Paris, le mercredi 15 avril 2015 - Qui a dit que les médecins étaient en opposition systématique vis à vis de Marisol Touraine et refusaient d'entendre toutes ses suggestions ? Avant même l'adoption de la Loi de santé, certains praticiens semblent prêts à "entendre" certaines de ses préconisations en particulier la constitution de « communautés territoriales » (destinées selon le texte de la Loi à assurer l’accès aux soins, notamment dans les régions concernées par une certaine désertification médicale). C'est ainsi que déjà, le Syndicat des médecins libéraux (SML) assure que « Des comités de défense des territoires se sont créés... pour empêcher la loi d’entrer en application chez eux », comme le signalait hier le patron de l’organisation, le docteur Eric Henry, cité par le Quotidien du médecin ! Hier également, les représentants des praticiens annonçaient tous la préparation d’une nouvelle vague de contestation, alors que la loi de santé venait d'être votée en première lecture à l’Assemblée nationale.
Déconventionnement : le retour
Comme souvent dans ces moments de tension les plus marquées avec le pouvoir, l’arme du déconventionnement est brandie. Dans les colonnes d’Atlantico, le président de la Fédération des médecins de France (FMF), Jean-Paul Hamon assure que « Des cellules de déconventionnement ont déjà commencé à se créer en Bretagne ou dans la région de Tarbes où 70 médecins ont préparé une charte de solidarité pour désobéir à la loi. Des initiatives similaires se préparent en Normandie ». Souvent utilisé comme une menace, le déconventionnement est dans les faits rarement mis à exécution, même si quelques poignées de praticiens ont pu par le passé aller jusqu’au bout. Le retour de cette méthode de contestation signe en tout état de cause le niveau d’exaspération des praticiens, qui bien que peu surpris par le vote de la loi, ont ressenti cette étape majeure comme un nouveau signal de la nécessité d’agir et comme la confirmation du "mépris" des pouvoirs publics à leur égard.

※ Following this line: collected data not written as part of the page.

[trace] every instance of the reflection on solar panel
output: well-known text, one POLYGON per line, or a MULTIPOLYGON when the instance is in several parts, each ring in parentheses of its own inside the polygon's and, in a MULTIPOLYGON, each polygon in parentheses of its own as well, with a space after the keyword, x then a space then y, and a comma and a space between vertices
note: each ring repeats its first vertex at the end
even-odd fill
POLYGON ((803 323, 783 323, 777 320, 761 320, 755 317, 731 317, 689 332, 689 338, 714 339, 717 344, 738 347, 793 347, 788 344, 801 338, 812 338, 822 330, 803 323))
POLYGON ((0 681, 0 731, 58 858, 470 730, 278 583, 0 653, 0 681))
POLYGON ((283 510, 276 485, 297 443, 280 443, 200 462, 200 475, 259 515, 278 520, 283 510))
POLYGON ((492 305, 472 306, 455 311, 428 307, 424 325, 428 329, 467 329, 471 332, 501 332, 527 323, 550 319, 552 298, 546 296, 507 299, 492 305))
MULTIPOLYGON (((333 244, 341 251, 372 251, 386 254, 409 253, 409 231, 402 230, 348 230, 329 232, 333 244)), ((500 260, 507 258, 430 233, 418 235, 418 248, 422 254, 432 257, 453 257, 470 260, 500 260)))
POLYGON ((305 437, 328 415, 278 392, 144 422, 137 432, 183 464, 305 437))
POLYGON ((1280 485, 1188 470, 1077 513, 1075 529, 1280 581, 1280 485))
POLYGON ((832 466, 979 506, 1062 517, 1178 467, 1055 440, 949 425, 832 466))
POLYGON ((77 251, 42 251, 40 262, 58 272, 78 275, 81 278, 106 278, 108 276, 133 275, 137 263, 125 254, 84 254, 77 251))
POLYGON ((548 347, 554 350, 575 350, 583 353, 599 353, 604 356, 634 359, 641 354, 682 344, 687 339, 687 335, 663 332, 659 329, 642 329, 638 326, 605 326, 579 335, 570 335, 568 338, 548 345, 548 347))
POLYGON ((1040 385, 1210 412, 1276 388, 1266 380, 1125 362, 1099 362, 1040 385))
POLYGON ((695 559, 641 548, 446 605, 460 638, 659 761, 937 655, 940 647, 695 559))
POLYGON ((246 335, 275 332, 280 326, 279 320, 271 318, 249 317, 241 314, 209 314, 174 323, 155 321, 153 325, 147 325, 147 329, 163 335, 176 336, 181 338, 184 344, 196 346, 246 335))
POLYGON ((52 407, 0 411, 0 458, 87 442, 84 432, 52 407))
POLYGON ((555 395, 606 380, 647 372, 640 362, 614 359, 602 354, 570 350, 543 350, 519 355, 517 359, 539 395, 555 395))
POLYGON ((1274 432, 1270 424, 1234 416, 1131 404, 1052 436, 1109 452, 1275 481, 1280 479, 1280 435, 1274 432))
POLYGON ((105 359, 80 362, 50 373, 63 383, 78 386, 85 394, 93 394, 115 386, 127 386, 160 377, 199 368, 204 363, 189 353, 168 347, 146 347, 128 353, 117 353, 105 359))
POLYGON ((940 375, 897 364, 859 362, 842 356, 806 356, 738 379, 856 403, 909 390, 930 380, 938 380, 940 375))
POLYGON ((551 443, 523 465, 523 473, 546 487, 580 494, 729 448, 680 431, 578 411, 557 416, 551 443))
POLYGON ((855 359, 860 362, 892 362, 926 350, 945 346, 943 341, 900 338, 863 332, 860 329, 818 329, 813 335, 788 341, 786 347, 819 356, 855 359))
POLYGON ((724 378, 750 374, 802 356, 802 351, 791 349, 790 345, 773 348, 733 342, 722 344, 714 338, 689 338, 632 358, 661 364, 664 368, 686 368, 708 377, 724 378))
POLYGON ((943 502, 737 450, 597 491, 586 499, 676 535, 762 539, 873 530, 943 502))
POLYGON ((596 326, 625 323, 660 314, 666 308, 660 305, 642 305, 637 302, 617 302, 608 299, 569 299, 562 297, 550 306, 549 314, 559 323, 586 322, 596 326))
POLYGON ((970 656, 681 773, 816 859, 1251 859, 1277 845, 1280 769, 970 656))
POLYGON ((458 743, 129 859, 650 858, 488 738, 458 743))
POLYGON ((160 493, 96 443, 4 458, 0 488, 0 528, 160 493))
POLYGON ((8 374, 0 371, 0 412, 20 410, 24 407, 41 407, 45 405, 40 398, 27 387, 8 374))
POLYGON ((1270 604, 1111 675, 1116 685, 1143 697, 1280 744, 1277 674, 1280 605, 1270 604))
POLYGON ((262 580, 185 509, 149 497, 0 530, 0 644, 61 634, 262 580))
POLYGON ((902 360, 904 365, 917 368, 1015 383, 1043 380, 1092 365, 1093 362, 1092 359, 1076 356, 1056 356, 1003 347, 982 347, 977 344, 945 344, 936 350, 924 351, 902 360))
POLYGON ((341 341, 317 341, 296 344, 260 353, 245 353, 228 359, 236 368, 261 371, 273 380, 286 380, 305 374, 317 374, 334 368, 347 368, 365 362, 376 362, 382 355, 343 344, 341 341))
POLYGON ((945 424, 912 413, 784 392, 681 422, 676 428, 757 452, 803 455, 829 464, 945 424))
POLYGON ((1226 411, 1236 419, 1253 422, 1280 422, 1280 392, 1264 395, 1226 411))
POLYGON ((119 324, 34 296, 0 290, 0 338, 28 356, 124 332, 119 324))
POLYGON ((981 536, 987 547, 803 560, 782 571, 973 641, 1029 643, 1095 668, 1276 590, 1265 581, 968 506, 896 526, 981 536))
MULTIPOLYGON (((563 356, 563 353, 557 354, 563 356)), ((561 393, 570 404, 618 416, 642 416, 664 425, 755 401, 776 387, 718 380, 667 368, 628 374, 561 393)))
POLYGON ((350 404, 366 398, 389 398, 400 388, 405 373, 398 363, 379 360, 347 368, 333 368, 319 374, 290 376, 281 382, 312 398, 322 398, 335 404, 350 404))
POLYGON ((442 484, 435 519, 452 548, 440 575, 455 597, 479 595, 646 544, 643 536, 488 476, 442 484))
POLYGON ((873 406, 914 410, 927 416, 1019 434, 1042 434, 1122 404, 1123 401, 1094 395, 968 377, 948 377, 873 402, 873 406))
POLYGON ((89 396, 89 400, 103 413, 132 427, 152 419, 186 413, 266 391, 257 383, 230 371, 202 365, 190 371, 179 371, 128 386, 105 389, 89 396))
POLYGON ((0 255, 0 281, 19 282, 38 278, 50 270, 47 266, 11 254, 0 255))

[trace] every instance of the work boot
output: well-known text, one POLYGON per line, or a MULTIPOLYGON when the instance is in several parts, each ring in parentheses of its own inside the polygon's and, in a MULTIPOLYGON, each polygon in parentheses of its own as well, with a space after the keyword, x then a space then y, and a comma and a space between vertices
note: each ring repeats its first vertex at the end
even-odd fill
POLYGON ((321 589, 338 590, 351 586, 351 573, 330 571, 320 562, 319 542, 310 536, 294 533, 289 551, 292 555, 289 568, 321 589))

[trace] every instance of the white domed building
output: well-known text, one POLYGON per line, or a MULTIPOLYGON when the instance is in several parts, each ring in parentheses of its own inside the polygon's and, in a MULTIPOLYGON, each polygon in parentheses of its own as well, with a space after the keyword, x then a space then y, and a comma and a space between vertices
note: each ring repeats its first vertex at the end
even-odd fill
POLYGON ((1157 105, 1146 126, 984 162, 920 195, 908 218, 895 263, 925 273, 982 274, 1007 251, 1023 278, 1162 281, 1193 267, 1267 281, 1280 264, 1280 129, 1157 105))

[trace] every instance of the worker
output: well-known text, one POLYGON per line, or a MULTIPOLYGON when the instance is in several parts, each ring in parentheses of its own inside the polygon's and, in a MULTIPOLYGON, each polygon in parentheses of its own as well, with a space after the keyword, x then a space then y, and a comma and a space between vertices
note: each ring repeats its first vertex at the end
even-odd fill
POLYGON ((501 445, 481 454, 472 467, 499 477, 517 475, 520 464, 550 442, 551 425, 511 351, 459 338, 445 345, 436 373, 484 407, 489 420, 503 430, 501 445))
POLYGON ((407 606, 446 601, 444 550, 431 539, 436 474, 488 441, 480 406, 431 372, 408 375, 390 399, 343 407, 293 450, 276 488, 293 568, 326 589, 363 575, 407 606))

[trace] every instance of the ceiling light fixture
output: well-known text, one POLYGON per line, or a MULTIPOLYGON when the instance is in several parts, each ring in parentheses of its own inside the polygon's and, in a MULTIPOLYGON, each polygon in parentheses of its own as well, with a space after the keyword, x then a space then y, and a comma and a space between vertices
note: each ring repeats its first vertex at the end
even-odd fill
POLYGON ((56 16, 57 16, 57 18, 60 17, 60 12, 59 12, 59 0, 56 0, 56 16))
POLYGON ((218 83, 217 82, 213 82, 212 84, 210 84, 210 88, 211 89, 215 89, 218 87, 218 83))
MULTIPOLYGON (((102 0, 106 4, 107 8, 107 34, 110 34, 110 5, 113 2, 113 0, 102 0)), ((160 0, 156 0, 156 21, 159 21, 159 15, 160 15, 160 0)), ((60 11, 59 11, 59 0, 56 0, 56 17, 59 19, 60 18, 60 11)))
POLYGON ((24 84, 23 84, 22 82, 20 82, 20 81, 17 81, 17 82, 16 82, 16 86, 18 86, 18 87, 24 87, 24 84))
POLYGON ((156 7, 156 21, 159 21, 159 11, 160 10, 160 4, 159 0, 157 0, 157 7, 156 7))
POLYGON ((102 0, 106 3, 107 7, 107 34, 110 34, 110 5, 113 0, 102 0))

Désobéissance : MG France ouvre la marche avant même l’adoption définitive de la loi
Ainsi, outre le déconventionnement, des actions aux multiples formes se préparent. Manifestant aux abords de l’Assemblée nationale hier matin, les représentants du Bloc, du SML, de la FMF et de la très active Union française pour une médecine libre (UFML) indiquaient se préparer à un « blocage sanitaire » national. Sur la forme que pourrait prendre ce blocage, les idées sont diverses. L’UFML ne semble en exclure aucune, évoquant le déconventionnement, la « désobéissance » ou encore l’arrêt de l’activité avec un départ à l’étranger. Des discussions sont en cours avec le Bloc, le SML et le FMF pour affiner les propositions. Du côté des deux grands syndicats, MG France et la Confédération des syndicats médicaux français (CSMF) on préfère agir seuls. Le premier a ouvert la voie en publiant un communiqué appelant dores et déjà « chaque médecin généraliste à ne pas pratiquer le tiers payant généralisé dès lors que cette mesure lui fait prendre des risques. En particulier, MG France demande aux généralistes de ne pas tenter de tiers payant avec les régimes complémentaires et donc de refuser la double facturation », indique un communiqué de l’organisation, qui s’inscrit avant même l’adoption définitive de la loi dans un régime de « désobéissance ». Du côté de la CSMF, on devrait se montrer plus précis aujourd’hui ; des nouvelles fermetures de cabinet pourraient être au programme.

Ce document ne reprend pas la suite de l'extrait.